Nowwhat Ahh… you’re relaxing aren’t you?  

You spent the last quarter of last year putting the final touches on your annual incentive and recognition program.  You beat up your reward vendor, you talked with managers about what they wanted to see, you met with Sr. VPs to get their input, you agonized over whether you will come in on budget for all the design and administrative changes you made to the system and the communications.

You’ve earned a break.

Nope… now is the second most important time in the life cycle of an incentive and reward program.  Now is the time you need to see if all that work you did in the fourth quarter last is going to pay off.

9 out of 10 people will not do what I’m going to tell you to do.  They ignore the advice (mostly ‘cuz they don’t want to hear the responses.)  

If you want a program that gets results, do the following before March 1…

  1. Check your stats on the program web pages.  Yeah, I know, simple.  But people forget to look and see if anyone is even checking into the website.  If the web page is an intergral part of your communication plan you better check and see if it’s doing it’s job.  Do a deep dive.  Are participants hitting it?  Are they hitting particular pages?  Are they ignoring it?  Where are they coming from?  Work?  Home?  Mobile? (yeah, check mobile – it’s the new black dontcha know.)
  2. Ask your reward/incentive vendor for their stats on customer service calls and/or emails.  Ask them how many calls/emails they’ve received.  Check the topics.  Is there a pattern?  Is there a particular thing that’s causing a problem?  You have to ask – no provider will bring you the news that all the work they just billed you for isn’t doing the job.  Trust me on that one.  Call.  Ask for the data – if they don’t get it to you – take trip and visit them and sit in on the phone.  You’d be surprise what you might hear.
  3. Run a quick survey/quiz on the program rules and how people qualify and earn awards.  No one does this but it is the surest way to take the temperature of your audience relative to their understanding of the investment you’ve made in recognition and incentives.  Wouldn’t it be nice if they actually understood the rules and the rewards?  Yeah. 

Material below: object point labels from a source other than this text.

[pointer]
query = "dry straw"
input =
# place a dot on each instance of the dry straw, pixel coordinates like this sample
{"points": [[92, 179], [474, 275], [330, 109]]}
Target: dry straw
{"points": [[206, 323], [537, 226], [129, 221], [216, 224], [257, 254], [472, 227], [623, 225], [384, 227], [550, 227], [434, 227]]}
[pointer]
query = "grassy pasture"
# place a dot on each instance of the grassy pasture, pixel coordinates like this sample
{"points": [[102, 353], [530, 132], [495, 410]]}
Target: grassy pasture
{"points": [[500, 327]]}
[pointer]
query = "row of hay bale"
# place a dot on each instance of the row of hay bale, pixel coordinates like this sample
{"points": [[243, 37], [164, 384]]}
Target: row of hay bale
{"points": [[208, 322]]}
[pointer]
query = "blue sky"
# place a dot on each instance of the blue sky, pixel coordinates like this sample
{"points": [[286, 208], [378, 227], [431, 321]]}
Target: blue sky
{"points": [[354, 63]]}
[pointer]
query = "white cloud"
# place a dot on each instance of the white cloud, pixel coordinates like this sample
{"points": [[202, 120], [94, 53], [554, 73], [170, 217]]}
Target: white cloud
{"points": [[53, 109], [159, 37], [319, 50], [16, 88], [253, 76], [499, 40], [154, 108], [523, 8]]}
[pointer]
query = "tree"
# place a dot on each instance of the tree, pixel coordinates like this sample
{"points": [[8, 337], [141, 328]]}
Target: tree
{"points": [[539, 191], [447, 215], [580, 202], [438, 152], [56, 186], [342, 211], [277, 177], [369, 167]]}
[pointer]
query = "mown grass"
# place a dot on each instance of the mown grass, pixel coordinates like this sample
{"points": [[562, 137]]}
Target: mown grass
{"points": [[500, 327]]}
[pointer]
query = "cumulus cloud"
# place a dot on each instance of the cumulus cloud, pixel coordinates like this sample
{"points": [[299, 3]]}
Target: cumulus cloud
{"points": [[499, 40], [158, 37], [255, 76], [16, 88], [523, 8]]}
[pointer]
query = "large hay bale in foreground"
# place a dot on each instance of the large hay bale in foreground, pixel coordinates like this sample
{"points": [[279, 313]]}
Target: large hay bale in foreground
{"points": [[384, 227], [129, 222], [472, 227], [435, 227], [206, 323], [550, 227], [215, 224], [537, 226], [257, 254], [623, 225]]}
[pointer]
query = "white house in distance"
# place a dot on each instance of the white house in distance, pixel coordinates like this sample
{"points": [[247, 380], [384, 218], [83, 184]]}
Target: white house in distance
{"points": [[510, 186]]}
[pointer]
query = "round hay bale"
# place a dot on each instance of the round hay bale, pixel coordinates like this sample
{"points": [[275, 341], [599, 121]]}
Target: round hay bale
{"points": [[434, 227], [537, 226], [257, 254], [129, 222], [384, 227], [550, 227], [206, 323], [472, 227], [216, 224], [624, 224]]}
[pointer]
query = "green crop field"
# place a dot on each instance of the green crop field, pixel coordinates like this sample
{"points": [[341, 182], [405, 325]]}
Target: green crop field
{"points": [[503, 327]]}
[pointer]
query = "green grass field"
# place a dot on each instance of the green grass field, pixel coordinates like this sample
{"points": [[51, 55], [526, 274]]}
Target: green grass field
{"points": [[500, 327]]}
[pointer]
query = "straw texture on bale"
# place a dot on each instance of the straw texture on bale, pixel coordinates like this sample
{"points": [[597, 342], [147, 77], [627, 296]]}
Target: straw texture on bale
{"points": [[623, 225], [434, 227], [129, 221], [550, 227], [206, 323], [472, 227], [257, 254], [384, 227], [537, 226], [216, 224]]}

All three of these suggestions need to be done NOW.

  • You cannot wait until November to find out they couldn’t access the site from work (or home.)  
  • You cannot wait until November to find out no one knows where to redeem their points or what a point is.
  • You cannot wait until November to find out no one understood what “net calculated average profit contribution income” was on the program rules.

You cannot wait.

 

Investments Require Review

Your incentive and reward program is an investment in the people who add value to your company.  You cannot assume everything is going great guns.  Just like your investment portfolio for your retirement account (retirement?  what’s that?) you need to review what’s going on.

The sooner you catch these problems the easier it is to react and revise.  It’s better to fix a problem in March than explain it to your boss in December.  Just sayin.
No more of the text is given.